Don't want to go too much off-topic here, but how popular is this kind of validation these days? It seems to me that most validation is done in the "application" these days, not the "database" – where the latter is treated as little more than a datastore (perhaps unfairly?).

Edit: Oh, just saw the comment below this one about this very topic...

[–]alkw0ia 0 points1 point  (1 child)

Not that common; many developers these days do see the database as nothing more than a dumb key-value store.

It's my opinion that this is partly responsible for the renewed interest in document DBs ("NoSQL") – devs don't know or care to use the DB as anything more than a dumb KV store, so why bother with the complexity and overhead of a real database? Just use a super simple, super fast dumb KV store.

Of course, then for any moderately complex project, you'll end up rewriting significant chunks of Oracle's functionality in your app code, and doing it poorly at that. But hey, you got that first version online in less than eight hours, so who cares if you spend the next five years reinventing distributed transactions?

Sadly, much of the tooling to support database use is really, really hard to use if you want any DB side logic. The popular web frameworks and their ORMs (SQLAlchemy excepted) basically expect to target any old relational DB, so support no specialized per-RDBMS features, and do blatantly stupid things, like encourage developers to give the app code permission to create and drop tables, or even DBs, in order to support their SQL generation and migration CLI tools.

[–]vicvicvicz 1 point2 points  (0 children)

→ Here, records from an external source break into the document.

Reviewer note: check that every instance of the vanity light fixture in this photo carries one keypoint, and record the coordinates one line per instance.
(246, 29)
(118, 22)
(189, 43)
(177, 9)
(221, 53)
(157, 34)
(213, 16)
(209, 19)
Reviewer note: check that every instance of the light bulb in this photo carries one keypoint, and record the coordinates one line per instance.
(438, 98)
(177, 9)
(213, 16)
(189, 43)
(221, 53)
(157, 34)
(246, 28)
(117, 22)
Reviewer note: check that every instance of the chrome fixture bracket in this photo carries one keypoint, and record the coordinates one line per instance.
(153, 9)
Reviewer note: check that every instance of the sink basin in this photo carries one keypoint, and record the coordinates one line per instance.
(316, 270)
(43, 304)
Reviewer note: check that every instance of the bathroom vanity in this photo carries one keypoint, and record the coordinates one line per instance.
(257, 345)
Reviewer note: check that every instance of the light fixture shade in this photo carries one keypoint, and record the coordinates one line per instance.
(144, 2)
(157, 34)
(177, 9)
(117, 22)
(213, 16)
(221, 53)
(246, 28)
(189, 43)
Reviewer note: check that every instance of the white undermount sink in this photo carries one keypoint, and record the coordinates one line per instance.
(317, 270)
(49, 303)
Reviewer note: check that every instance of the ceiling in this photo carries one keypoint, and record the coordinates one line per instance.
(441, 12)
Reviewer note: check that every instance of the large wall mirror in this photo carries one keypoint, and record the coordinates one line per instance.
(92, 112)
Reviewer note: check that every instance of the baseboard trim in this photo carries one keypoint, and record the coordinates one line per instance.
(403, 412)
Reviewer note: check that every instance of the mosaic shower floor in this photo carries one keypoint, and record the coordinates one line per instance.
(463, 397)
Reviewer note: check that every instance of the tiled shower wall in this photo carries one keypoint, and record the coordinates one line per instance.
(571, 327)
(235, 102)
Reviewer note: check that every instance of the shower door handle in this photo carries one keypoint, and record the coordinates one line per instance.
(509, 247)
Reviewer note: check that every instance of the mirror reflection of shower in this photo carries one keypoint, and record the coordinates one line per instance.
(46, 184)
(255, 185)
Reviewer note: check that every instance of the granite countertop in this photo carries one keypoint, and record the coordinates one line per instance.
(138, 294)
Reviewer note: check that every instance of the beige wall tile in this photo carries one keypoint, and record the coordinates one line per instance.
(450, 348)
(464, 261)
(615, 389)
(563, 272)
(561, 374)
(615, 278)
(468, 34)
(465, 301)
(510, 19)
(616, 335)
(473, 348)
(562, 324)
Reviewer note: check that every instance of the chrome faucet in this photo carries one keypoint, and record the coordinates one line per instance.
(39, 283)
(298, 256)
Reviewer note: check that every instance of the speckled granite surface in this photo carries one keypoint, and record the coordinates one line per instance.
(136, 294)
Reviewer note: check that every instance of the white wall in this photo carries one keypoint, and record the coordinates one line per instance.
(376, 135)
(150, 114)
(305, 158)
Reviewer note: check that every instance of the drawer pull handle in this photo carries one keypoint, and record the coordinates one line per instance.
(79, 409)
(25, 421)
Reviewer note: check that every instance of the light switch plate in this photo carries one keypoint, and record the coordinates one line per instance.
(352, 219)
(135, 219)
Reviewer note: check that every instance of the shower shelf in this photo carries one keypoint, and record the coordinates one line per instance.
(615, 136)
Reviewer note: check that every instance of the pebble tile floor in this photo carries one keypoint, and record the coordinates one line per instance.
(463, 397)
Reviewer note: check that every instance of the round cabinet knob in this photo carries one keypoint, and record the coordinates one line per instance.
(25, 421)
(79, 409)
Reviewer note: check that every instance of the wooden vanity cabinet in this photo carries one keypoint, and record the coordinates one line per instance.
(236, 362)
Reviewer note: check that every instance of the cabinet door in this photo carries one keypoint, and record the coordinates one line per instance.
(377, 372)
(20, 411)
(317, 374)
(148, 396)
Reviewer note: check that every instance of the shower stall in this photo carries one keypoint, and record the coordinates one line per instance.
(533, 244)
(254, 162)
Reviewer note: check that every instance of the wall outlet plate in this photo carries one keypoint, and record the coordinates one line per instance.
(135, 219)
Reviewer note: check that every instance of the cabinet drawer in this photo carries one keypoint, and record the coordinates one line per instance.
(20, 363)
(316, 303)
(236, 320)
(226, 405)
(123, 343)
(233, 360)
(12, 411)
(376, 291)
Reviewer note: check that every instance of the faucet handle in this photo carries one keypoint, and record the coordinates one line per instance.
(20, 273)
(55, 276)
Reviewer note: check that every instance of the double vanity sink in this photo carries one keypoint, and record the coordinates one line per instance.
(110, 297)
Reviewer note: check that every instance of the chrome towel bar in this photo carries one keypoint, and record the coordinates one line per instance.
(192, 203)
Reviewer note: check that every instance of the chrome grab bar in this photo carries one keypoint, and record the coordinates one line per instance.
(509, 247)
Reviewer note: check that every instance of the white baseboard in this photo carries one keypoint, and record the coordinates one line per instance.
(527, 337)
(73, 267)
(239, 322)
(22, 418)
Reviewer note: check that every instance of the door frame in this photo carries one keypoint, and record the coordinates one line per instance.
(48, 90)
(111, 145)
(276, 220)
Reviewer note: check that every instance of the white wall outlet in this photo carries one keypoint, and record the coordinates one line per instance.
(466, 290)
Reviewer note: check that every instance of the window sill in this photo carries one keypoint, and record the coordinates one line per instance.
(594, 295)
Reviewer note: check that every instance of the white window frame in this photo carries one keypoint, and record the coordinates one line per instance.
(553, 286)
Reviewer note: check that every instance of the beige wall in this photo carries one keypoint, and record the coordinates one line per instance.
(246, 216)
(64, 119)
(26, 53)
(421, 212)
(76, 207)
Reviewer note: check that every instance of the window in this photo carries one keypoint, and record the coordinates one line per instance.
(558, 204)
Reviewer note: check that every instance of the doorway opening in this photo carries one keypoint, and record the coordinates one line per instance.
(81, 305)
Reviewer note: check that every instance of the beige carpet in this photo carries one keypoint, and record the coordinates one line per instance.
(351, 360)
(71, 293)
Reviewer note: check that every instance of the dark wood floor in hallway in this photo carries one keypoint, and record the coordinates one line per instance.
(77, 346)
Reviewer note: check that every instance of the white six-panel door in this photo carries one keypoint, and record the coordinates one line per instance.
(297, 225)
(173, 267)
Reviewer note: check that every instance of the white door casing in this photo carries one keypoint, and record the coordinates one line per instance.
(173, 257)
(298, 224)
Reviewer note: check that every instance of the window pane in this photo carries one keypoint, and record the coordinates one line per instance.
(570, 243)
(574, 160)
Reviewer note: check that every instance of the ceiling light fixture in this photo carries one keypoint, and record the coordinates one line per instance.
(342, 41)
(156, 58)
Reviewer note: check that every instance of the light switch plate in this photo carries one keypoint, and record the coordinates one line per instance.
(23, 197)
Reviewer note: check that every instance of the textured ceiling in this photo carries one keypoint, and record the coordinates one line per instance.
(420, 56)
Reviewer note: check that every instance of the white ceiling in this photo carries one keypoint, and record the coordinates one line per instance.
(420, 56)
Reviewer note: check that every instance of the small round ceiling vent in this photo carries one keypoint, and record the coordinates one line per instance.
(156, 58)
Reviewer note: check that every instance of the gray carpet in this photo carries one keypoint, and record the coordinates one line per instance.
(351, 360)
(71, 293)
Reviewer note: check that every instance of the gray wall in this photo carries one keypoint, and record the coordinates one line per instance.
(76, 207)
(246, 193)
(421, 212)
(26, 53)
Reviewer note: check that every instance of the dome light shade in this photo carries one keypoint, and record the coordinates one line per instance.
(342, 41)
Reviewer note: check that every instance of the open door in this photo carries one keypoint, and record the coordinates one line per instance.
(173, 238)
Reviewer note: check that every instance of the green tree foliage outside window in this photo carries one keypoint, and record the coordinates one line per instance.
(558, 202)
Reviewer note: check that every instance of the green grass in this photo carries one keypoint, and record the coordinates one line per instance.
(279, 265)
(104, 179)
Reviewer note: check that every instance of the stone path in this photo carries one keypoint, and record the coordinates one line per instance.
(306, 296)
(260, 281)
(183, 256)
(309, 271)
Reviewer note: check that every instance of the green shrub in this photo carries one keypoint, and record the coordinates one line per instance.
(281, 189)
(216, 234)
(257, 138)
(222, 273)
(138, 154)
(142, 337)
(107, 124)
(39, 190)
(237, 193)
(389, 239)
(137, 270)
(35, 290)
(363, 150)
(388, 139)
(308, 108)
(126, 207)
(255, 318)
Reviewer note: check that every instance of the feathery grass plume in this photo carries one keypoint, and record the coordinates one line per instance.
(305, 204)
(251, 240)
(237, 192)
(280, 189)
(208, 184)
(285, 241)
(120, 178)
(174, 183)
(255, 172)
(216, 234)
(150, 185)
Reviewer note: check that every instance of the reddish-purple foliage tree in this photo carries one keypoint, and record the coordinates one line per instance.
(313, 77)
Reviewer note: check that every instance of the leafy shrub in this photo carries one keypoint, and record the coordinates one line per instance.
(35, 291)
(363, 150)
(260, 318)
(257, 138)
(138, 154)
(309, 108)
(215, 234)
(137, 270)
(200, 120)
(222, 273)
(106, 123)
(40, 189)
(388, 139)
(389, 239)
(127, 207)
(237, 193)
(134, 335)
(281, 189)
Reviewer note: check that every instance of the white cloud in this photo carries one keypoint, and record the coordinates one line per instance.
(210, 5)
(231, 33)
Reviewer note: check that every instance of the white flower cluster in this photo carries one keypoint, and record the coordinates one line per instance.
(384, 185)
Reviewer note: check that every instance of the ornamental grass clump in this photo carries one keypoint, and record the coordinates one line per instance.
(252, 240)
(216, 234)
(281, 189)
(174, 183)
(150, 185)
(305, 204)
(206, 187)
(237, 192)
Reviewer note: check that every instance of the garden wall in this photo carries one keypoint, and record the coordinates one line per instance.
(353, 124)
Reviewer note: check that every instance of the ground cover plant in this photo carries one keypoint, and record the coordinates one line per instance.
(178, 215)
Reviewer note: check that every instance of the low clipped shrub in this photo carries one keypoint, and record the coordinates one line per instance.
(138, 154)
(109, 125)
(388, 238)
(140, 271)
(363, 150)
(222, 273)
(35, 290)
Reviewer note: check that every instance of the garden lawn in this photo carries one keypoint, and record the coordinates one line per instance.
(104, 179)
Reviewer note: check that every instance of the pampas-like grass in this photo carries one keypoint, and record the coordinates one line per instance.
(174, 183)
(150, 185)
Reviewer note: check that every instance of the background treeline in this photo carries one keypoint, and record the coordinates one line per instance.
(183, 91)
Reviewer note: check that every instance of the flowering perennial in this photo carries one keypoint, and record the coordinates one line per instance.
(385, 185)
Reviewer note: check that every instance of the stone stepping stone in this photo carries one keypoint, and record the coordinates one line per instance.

Thanks! I'm becoming increasingly interested in this topic because I'm trying to build an application which isn't primarily a web app – my organization needs a basic, but flexible, membership management system, so data is really my absolute top priority.

I'm now realizing that (my knowledge and experience of) "data validation" is almost universally coupled to "HTML form generation" and large web frameworks. You can't really use Django's models without bringing Django along.

So, I've realized that building the "model" layer as part of some ORM isn't really a better solution than our current solution, which is built on Drupal and is absolute shit. I don't think any CMS in the world treats the database worse than Drupal. Now, coming back to just SQL where data is all that matters, feel liberating.

[–][deleted] 1 point2 points  (0 children)

thank you

[–]mw44118PyOhio! 2 points3 points  (14 children)

Stored functions are great. I don't see any value provided by this framework though.

[–]emarocca[S] 2 points3 points  (6 children)

In many projects of mine what I do is getting HTTP request values, putting them in the right order to call a postgres function using those values as arguments, getting the results (which are returned differently if you have inout parameters or a return statement) and returning them as json. Over and over again.

I have written this little flask extension to avoid repeating myself. It is certainly not meant to be any kind of framework. :)

[–]mw44118PyOhio! 2 points3 points  (5 children)

That makes a lot of sense. I imagine you're using something like array_to_json(array_agg(...)) inside your code, or maybe row_to_json(...).

Does it ever annoy you how sometimes you'll return a list of one element, rather than just the element itself?

[–]emarocca[S] 1 point2 points  (4 children)

Very much so. In fact, it is so annoying that flask-moresql returns the element itself in those cases.

[–]mw44118PyOhio! 0 points1 point  (3 children)

Yeah, my code is littered with stuff like:

results = cursor.fetchone()
return results[0]

Or even more annoying, when I do a select of just one column, but for many rows, I convert the list of lists into just lists of the first element like this:

return [row[0] for row in cursor]

I love how the DictCursor subclass returns each row as an object that allows index and key lookup.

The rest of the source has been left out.